Uno de los máximos adalides de la renta básica –la propuesta estrella de las fuerzas  reformista-redistribuidoras-, el economista y político libertario Philippe van Parijs , destaca la íntima conexión entre los distintos enfoques mencionados y su defensa de una “renta incondicional”, epítome del liberalismo igualitario: “La maximización del índice medio de bienes primarios asociado a la peor posición social (Rawls), la igualación de las capacidades básicas (Sen), la igualación de los recursos internos y externos (Dworkin) y la maximización del valor de lo que reciben (en un sentido muy amplio) aquellos que menos reciben (Real Freedom for All) son cuatro formas de tratar de combinar con cierta precisión el anhelo (“liberal”) de respetar la diversidad de las concepciones de la vida buena y el anhelo (“igualitarista”) de respetar los intereses de todos”.

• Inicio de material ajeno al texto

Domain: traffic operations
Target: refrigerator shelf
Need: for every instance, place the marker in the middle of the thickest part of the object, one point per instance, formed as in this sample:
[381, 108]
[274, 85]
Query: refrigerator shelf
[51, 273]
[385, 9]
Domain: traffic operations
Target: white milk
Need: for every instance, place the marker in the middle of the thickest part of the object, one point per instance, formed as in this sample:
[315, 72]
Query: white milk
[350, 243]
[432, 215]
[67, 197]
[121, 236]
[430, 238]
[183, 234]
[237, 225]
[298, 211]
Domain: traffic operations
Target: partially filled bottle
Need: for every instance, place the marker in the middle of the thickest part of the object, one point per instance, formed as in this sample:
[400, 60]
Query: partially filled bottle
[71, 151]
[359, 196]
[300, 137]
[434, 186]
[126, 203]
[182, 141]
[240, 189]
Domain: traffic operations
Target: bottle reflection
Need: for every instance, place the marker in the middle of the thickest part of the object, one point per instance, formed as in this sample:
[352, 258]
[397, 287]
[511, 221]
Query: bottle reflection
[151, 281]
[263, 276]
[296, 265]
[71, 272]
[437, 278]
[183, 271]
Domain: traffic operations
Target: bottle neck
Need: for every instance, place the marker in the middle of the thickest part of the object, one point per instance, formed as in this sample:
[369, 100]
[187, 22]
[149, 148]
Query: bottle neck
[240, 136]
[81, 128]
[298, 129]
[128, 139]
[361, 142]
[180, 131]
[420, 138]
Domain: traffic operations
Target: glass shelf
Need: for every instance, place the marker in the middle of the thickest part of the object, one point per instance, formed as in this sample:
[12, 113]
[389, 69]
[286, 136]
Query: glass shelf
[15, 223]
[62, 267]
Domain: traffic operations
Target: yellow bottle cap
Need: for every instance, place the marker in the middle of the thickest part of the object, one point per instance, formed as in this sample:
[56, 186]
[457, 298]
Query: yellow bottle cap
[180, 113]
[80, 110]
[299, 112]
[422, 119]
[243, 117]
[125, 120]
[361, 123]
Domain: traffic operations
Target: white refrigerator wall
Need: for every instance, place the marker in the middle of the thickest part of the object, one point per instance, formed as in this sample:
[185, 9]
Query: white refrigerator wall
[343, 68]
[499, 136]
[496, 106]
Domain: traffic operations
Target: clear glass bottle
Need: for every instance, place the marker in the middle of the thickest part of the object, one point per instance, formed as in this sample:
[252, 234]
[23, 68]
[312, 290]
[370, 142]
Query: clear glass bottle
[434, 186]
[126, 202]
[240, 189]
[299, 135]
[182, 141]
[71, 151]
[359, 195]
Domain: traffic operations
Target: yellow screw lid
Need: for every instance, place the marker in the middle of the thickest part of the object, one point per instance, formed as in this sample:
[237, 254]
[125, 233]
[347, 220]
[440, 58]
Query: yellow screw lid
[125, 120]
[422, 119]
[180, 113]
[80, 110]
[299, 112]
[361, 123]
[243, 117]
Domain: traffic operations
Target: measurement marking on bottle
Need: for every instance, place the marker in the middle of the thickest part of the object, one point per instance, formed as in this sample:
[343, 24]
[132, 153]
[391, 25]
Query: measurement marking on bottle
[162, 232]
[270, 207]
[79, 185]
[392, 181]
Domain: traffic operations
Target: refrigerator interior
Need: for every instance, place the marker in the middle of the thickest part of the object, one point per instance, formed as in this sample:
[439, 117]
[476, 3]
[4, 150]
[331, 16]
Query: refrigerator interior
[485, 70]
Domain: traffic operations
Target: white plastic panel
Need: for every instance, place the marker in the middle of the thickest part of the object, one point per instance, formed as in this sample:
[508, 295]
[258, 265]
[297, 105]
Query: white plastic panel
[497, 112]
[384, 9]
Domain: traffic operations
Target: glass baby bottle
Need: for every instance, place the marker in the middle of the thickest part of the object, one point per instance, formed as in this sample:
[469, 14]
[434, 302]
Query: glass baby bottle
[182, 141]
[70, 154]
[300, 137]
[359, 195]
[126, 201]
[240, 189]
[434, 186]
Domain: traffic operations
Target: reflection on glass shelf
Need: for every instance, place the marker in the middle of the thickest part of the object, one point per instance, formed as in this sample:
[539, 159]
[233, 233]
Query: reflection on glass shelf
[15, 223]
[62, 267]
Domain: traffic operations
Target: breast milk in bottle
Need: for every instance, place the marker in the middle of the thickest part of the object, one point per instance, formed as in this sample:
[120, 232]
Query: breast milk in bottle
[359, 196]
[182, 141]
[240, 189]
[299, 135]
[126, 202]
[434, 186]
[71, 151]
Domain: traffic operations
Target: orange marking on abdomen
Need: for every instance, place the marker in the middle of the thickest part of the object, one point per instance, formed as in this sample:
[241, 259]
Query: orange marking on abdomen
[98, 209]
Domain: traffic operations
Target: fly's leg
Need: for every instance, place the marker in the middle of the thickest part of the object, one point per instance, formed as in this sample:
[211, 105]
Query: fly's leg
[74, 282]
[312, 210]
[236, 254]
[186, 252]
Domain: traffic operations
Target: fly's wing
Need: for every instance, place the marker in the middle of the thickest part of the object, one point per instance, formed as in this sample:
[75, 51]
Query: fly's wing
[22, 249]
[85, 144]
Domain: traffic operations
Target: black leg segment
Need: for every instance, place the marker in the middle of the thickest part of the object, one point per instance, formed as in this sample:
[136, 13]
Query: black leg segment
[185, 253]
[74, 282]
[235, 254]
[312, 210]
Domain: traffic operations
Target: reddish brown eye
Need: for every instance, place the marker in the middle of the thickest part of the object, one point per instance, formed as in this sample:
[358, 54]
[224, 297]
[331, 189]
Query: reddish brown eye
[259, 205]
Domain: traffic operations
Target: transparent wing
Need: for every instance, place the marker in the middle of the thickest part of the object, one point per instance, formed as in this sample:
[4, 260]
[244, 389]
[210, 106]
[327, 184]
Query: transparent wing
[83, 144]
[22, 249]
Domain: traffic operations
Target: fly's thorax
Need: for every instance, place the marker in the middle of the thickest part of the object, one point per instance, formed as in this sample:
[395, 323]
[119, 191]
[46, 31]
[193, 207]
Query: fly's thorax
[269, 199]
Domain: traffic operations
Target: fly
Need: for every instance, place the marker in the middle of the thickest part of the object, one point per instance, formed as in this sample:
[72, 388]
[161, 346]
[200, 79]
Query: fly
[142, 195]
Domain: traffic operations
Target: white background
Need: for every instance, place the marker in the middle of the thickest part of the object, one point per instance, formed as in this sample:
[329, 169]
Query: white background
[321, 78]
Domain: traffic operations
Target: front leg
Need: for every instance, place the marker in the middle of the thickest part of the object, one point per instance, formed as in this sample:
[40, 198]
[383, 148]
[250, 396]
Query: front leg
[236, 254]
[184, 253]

La metafísica idealista y la completa evacuación de las condiciones materiales de producción y de las relaciones de propiedad implícitas en tales invocaciones a los ‘anhelos de vida buena’ quedan sustanciadas en la sorprendente proclama de Daniel Reventós, profesor de Economía y ‘uno de los mayores expertos’ españoles en renta básica: “Lo escribiré de forma lapidaria y más adelante lo argumentaré con algún detalle: la RB no es una propuesta ni de izquierdas ni de derechas (…) La propuesta de la RB tiene vocación ecuménica. Que la RB puede ser justificada desde idearios normativos de derechas o de izquierdas me parece algo ya tan demostrado que casi resulta tedioso volver a insistir”.

La pasmosa puerilidad de estas propuestas ‘ni de izquierdas ni de derechas’ supone, como dice la cita de Husson, “dar marcha atrás” al reloj de la historia social dejando de dar cuenta de las relaciones de explotación, abandonando a sus actuales dueños la esfera del trabajo asalariado y asignando al Estado un papel neutral que soslaya su función de garante de “la maquinaria de generación y reparto de los frutos de la producción social”. Con el agravante de la extensión del campo de la mercancía que implica proponer una renta en forma monetaria.

Las palabras de Eric Toussaint, al final de su espléndido análisis del celebérrimo texto de Pyketty, sirven para ilustrar el carácter contraproducente de la adopción de tales soluciones mágico-redistribuidoras de ‘vocación ecuménica’: “La crítica fundamental que se le puede hacer a Thomas Piketty es que piensa que su solución puede funcionar aunque se mantenga el sistema actual. Propone un impuesto progresivo sobre el capital para redistribuir las riquezas y salvaguardar la democracia, pero no se cuestiona las condiciones en las que estas riquezas se originan ni las consecuencias que resultan de ese proceso. Su respuesta sólo remedia uno de los efectos del funcionamiento del sistema económico actual, sin atacar la verdadera causa del problema. Pero sobre todo no nos puede satisfacer un reparto más equitativo de las riquezas, si éstas son producidas por un sistema depredador que no respeta ni las personas ni los bienes comunes, y acelera la destrucción de los ecosistemas”.

Si en el culmen de la inusitada violencia que el capitalismo depredador ejerce sobre el ser humano y su crucificado planeta, las propuestas motoras del cambio social de los movimientos progresistas giran únicamente alrededor de la “gobernanza de la pobreza” implícita en tales medidas redistributivo-asistenciales, habrá que resignarse a emitir desconsoladamente la clásica exhortación: “que el cielo nos asista”.